After a ten minute walk, we arrived at the beach, where we decided to relax for a while, just taking in the amazing views all around us. There were a few other people walking along the shore, but it was incredibly peaceful.
Just nature, being beautiful, no big deal. This is probably my ideal way to experience the Pacific Ocean – miles of near-empty beaches, wandering barefoot through the sand.
I loved the reflective surface of the ocean and watching other people explore the coastline. I can still remember the feeling of standing in the water and just realizing the vastness of the earth all around me. One of those unforgettable travel moments that remind you how much you have to be thankful for.
After lounging for a little while, we headed back towards Cucao to begin our return to Castro. We spotted the cows just chilling on the beach like we had been a few moments earlier.
As you can see, the national park’s path border nearby farmlands, making it impossible to get lost even if you wander up and down the shore for a while.
After a couple more glances at the fascinating colorful landscape around me, we returned through the forest on our way back to Cucao proper.
We took one final detour and ended up seeing more beautiful trees. I suggest spending a leisurely day wandering around the national park – it’s small, but it’s worth spending a restorative day breathing the fresh air and appreciating the simplicity of nature.
Back through the fields of flowers, we found our way once again to the main road and walked towards Cucao rather than back through the national park.
Lucky for us, the bus stop is actually outside one of the restaurants located outside the park in tiny Cucao, and we had just enough time for some tea and a snack. I was curious to try the other type of kuchen, this one topped with a barely sweet custard and blueberries. Mmm.
As you can see, visiting Cucao is an excellent idea for a day trip during a stay on Chiloé – just be sure to take the path to the beach as well as the paths through the forests!
Recommendations for Cucao, Chiloé, Chile:
- Buses to Cucao leave from Castro’s regional terminal on a regular schedule, about every 30 minutes to an hour. One way fares cost $2000 CLP and if you buy round trip tickets, it costs $3500.

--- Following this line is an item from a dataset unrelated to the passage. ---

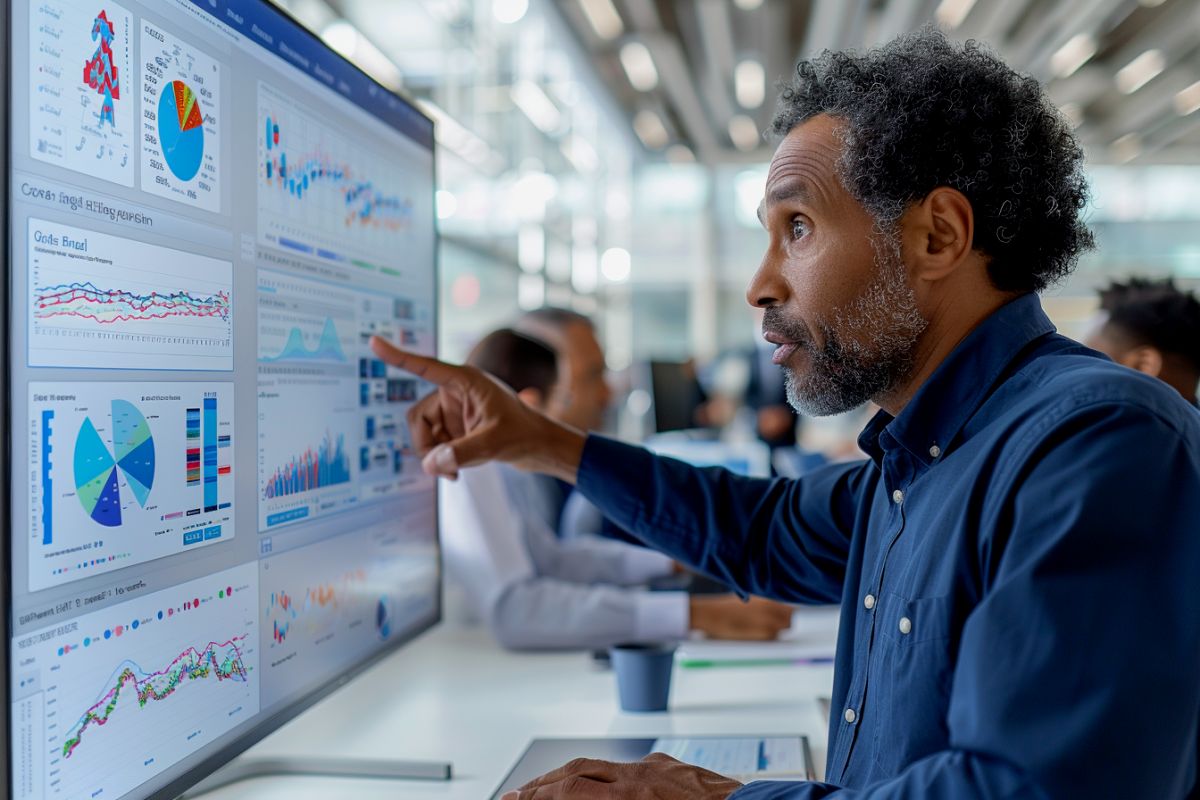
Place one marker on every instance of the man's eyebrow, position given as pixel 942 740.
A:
pixel 792 190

- Cucao is tiny, and the bus drops you off in front of the national park and leaves from in front of one of the restaurants on the main road. The road continues after the last stop; this is where you can find the pathway to the beach.
- There are some lodging options in Cucao including a hostel, and it would totally be worth staying there for a night or two if you plan to enjoy a bit of a retreat from the city or want easy access to the beach. If I could do it over again, I would have gone directly to Cucao upon arrival in Castro, and then stayed in Castro on my way back.
- Parque Nacional Chiloé is run by CONAF, Chile’s national park service, and that means that it has all the installations you could need, such a bathrooms, a small visitor’s center, some facilities for kids, and clearly marked paths. Here’s the website. Admission for foreigners costs $4000 CLP.
- I suggest bringing a picnic lunch to enjoy on the beach – we would have eaten there if we had realized how close it was! You can also eat at the restaurant or just have a snack as we did. Like everywhere on Chiloé, prices are very reasonable.